Ma a partire dal prossimo anno, non è l’1,5% il tasso minimo garantito con cui verranno capitalizzati i contributi versati e quindi restituiti come pensione?
E’ vero: l’1,5 % è il tasso minimo promesso. Però non tutti i contributi concorrono a generare la futura pensione. Il contributo soggettivo nella sua interezza sì, invece quello integrativo solo per una parte. In altri termini, al massimo il 77%  dei contributi raccolti, verrà impiegato per creare le future pensioni di tipo contributivo a ripartizione.

E la capacità gestionale dell’Ente?
Si azzera in partenza la ricerca di una gestione competitiva e meritocratica degli investimenti, l’unica premiante per le nostre pensioni. E visto che l’Europa non è una società  collettivistica chiusa, l’eventuale fuga dall’Italia, attraverso le società di ingegneria, dei migliori redditi dei Colleghi professionisti, causerà un ulteriore taglio delle pensioni, dovuta alla riduzione delle entrate contributive e quindi del patrimonio investibile.

E’ stato il ministro Elsa Fornero con l’imposizione della sostenibilità a 50 anni, ad obbligare Inarcassa a varare questa riforma “innovativa”?
La sostenibilità di un ente previdenziale non può mai essere misurata in anni. Ipotizziamo che un bilancio prospettico determini che  Inarcassa esaurisca ogni riserva patrimoniale fra 51 anni. A quella data,  permarrebbero ancora in vita almeno metà degli attuali iscritti o i loro superstiti.

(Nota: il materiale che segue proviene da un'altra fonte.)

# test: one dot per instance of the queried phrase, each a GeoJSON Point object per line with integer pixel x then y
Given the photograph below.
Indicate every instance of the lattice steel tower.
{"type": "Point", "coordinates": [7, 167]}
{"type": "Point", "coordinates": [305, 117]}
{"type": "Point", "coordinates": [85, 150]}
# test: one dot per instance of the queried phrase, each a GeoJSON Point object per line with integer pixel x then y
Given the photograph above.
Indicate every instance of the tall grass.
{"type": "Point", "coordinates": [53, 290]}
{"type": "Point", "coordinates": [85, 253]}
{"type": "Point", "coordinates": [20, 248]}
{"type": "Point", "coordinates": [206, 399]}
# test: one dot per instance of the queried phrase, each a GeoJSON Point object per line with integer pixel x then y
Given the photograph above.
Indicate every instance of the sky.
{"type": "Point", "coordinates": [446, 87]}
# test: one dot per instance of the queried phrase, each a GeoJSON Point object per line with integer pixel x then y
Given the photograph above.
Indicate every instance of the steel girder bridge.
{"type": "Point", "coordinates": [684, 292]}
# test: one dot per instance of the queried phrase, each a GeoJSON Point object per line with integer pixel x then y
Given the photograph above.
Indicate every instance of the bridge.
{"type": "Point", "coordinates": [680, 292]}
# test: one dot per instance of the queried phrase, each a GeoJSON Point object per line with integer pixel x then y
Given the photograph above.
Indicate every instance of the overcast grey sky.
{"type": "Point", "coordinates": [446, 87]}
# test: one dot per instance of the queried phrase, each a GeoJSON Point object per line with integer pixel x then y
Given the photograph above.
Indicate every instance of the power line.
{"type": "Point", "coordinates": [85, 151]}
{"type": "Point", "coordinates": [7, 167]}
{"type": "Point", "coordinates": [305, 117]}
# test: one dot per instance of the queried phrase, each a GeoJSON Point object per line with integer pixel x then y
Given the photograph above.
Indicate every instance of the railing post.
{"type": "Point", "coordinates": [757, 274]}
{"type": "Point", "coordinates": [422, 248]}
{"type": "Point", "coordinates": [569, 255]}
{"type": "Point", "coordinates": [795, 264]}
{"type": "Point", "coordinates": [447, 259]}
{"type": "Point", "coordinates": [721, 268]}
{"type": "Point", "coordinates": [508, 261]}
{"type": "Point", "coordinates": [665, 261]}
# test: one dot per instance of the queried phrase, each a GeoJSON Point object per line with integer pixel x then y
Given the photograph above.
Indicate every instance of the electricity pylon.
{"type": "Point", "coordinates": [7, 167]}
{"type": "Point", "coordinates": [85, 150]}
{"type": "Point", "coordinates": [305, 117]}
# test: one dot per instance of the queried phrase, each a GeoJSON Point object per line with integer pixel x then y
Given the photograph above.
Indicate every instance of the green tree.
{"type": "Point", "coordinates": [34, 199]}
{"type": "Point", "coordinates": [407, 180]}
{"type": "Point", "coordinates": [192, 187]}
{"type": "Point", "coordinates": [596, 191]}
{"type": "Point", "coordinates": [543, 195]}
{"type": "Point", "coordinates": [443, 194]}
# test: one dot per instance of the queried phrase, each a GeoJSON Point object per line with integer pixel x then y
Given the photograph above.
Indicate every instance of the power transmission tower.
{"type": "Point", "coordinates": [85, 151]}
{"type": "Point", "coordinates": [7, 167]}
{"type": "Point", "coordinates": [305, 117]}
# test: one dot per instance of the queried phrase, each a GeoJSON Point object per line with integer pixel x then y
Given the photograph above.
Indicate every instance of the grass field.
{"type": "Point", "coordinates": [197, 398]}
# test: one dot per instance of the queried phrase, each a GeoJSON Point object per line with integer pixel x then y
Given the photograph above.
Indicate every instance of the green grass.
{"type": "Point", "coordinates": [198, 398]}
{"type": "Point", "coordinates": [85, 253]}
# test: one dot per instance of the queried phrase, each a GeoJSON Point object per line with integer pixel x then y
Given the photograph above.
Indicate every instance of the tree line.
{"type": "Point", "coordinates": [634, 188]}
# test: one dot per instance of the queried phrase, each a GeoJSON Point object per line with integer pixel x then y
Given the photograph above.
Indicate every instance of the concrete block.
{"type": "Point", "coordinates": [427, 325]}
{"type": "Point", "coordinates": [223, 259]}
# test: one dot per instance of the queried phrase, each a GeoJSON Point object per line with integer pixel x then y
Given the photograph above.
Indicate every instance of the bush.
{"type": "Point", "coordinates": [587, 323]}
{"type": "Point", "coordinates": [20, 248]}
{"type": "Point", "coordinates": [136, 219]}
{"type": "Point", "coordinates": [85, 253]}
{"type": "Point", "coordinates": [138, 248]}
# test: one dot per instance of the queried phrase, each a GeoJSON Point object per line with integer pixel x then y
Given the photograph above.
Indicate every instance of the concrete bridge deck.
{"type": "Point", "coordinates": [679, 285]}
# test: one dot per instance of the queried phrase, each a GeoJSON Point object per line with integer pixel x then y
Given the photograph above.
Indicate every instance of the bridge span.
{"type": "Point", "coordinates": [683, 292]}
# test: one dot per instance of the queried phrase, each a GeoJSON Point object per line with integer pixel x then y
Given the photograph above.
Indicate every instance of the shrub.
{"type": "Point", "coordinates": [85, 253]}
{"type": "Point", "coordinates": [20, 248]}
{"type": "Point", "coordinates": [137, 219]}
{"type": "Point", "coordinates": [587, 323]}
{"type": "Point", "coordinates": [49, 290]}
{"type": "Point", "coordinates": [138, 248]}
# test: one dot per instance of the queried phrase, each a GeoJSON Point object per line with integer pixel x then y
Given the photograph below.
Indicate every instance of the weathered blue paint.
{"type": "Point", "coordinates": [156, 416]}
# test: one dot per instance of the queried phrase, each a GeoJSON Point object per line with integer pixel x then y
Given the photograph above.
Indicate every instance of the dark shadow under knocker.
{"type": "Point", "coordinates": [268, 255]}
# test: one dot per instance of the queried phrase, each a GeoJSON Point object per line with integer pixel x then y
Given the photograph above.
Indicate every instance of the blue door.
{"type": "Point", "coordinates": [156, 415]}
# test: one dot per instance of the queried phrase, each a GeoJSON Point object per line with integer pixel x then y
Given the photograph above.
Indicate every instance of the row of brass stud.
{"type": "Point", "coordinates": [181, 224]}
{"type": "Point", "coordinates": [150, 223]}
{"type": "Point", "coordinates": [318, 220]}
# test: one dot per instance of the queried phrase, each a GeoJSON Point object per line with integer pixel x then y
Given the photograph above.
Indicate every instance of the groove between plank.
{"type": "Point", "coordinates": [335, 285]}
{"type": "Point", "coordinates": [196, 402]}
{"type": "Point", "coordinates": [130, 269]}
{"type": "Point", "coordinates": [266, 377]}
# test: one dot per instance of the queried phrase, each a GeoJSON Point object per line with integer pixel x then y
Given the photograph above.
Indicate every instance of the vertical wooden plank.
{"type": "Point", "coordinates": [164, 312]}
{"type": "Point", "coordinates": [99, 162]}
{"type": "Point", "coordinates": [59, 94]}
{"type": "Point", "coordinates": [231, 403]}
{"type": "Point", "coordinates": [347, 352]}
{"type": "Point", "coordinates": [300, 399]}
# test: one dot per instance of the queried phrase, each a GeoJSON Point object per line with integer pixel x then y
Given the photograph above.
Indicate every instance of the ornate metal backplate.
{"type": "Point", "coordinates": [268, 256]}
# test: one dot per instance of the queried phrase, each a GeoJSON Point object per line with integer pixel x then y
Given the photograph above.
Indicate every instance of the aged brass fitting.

Che senso avrebbe, per questa moltitudine di professionisti, continuare a rimanere, oggi, associati? Il ministro ha imposto non tanto un nuovo sistema previdenziale bensì uno stress test, una verifica di robustezza. Gli stress test, come quando li hanno imposti alle banche, servono a prevenire i collassi del sistema. Gli stress test devono essere superabili, altrimenti anziché consolidare il sistema, ottengono l’effetto opposto di quello che intendevano prevenire e cioè il collasso del sistema: la corsa agli sportelli (per le banche) e il rifiuto a pagare i contributi (per gli Enti di previdenza).  Con la riforma del 2008, cioè appena quattro anni fa, Inarcassa aveva aumentato – più del 50% – gli oneri previdenziali. Lo stress test sarebbe stato facilmente superato riducendo qualche dissimmetria nelle prestazioni, ad esempio correlandole al progressivo aumento della longevità. Infatti la sopravvivenza, non solo dell’Iscritto ma dello stesso ente previdenziale privato di noi liberi professionisti,  non può prescindere  dall’adeguatezza dei ritorni pensionistici e dalla capacità di tenere sotto controllo il proprio debito.

Enrico Oriella – Ingegnere Delegato Inarcassa per la provincia di Vicenza.